Balut Duck Eggs: The Real Fear Factor Challenge
How Do You like Your Eggs?
I never considered myself squeamish. I’ll try anything once. Such bravery, however, is not always a blessing. Case in point: balut. For the uninformed or those who have never watched Fear Factor on television, balut is a Filipino delicacy of the most profane nature. Balut is a duck egg. What’s wrong with that, you ask? After all, it probably tastes no different than a chick’s or a quail’s, right? Not this egg. Balut is NOT an embryo, it’s already a fetus. What that means is balut is so far gone from being just an egg that it’s only waiting for the traffic light to turn green before it hatches.Yet again protecting the name of the guilty, Bob, my friend from Manila, told me that if I were to truly immerse myself in Philippine culture, I couldn’t pass up the opportunity to eat balut. And as I said, I never considered myself squeamish so I naively agreed.

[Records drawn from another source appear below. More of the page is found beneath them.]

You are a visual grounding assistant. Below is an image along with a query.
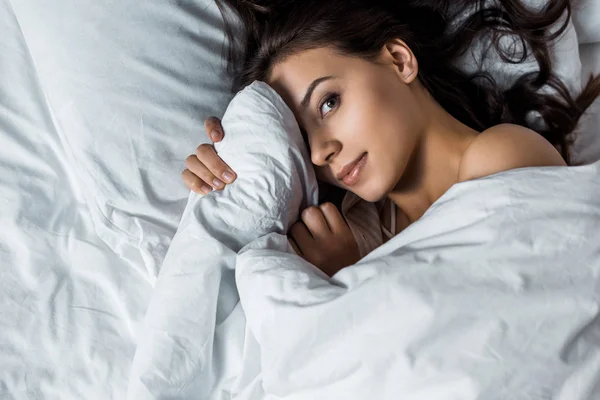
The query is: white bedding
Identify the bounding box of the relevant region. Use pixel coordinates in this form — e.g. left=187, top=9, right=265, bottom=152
left=0, top=0, right=600, bottom=400
left=0, top=0, right=230, bottom=400
left=134, top=83, right=600, bottom=400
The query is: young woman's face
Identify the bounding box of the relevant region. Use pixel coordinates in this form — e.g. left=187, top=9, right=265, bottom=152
left=267, top=48, right=426, bottom=201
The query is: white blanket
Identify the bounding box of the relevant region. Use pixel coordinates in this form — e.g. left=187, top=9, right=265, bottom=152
left=236, top=163, right=600, bottom=400
left=129, top=83, right=600, bottom=400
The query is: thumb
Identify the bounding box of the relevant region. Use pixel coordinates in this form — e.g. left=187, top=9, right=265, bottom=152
left=204, top=117, right=225, bottom=143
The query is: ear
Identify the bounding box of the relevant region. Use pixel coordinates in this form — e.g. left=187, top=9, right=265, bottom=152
left=383, top=39, right=419, bottom=84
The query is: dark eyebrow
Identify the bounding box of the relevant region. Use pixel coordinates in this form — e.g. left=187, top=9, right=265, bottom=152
left=300, top=76, right=335, bottom=108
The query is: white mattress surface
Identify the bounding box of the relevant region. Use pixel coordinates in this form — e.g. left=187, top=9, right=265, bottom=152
left=0, top=0, right=229, bottom=400
left=0, top=0, right=600, bottom=400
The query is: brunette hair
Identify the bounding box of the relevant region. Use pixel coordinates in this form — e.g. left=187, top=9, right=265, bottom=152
left=217, top=0, right=600, bottom=163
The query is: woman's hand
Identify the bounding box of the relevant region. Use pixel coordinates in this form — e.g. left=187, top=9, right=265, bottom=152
left=288, top=203, right=360, bottom=276
left=181, top=117, right=236, bottom=194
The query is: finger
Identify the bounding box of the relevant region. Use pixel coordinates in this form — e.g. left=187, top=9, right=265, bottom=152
left=288, top=237, right=303, bottom=257
left=289, top=222, right=314, bottom=248
left=196, top=144, right=236, bottom=183
left=302, top=207, right=332, bottom=238
left=185, top=154, right=225, bottom=190
left=319, top=203, right=348, bottom=234
left=204, top=117, right=224, bottom=142
left=181, top=169, right=212, bottom=195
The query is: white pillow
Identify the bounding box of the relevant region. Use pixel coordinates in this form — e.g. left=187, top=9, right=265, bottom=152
left=11, top=0, right=231, bottom=277
left=11, top=0, right=580, bottom=278
left=573, top=43, right=600, bottom=164
left=128, top=82, right=318, bottom=400
left=573, top=0, right=600, bottom=44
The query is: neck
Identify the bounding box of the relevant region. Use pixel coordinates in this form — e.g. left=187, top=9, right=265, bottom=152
left=388, top=89, right=478, bottom=222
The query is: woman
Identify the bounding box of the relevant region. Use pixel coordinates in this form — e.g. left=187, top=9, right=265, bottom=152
left=182, top=0, right=600, bottom=275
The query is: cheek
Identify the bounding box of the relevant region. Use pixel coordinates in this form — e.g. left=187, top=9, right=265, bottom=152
left=314, top=166, right=341, bottom=187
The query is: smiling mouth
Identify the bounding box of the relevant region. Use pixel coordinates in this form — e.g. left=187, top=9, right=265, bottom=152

While on our way to the northern part of Luzon, our bus stopped at, well, a bus stop. Bob steered me to a balut vendor purchasing one egg. He watched my every expression with a sadistic glee as he peeled away the thin shell. Now, I have a confession to make: I always thought that balut was some inside joke told to foreigners because they were too dumb to know any better. I refused to believe it was actually real. I mean, seriously. No one would dare eat a duck’s fetus, right? Right? What kind of twisted, demented people would eat a helpless, not to mention raw, fetus!

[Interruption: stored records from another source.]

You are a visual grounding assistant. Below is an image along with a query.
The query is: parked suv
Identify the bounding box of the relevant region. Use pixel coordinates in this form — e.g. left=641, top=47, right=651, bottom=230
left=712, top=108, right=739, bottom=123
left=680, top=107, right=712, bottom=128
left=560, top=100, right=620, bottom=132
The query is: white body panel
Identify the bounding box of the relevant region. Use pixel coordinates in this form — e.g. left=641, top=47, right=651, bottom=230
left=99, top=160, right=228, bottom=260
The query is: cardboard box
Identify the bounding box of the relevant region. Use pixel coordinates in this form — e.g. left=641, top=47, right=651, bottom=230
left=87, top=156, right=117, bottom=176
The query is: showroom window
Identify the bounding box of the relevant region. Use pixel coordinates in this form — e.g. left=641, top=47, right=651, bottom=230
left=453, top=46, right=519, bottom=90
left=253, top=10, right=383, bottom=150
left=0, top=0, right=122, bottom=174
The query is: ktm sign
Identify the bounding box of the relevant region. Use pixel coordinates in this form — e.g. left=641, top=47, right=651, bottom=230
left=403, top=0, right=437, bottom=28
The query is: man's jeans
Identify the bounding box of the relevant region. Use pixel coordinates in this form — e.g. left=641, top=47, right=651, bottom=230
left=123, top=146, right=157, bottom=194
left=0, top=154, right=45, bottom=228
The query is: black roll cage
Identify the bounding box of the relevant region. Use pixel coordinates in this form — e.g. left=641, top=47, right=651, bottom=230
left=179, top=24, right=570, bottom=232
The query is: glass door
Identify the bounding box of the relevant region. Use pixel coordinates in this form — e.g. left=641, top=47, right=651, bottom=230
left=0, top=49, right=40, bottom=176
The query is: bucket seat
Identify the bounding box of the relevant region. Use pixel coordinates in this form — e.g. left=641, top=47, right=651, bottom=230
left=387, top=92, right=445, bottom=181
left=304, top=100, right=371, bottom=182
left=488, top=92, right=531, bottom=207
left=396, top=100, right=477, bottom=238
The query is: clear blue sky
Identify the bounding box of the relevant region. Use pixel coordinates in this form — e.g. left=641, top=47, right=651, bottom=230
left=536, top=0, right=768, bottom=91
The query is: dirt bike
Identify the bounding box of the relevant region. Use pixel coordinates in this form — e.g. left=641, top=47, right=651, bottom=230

With a final evil grin he actually ate Chicken Little’s cousin in front of me. No Virginia there is no Santa. I did what any red-blooded American would do, with sick fascination I took pictures.
Then, much to my horror, he wasn’t done. He bought another one and, just as I was squirming in disgust and disbelief, he handed me the warm egg. My jaw dropped. What did he think he was doing handing me an aborted chick?
As if reading my mind, he said in a taunting manner, “your turn.”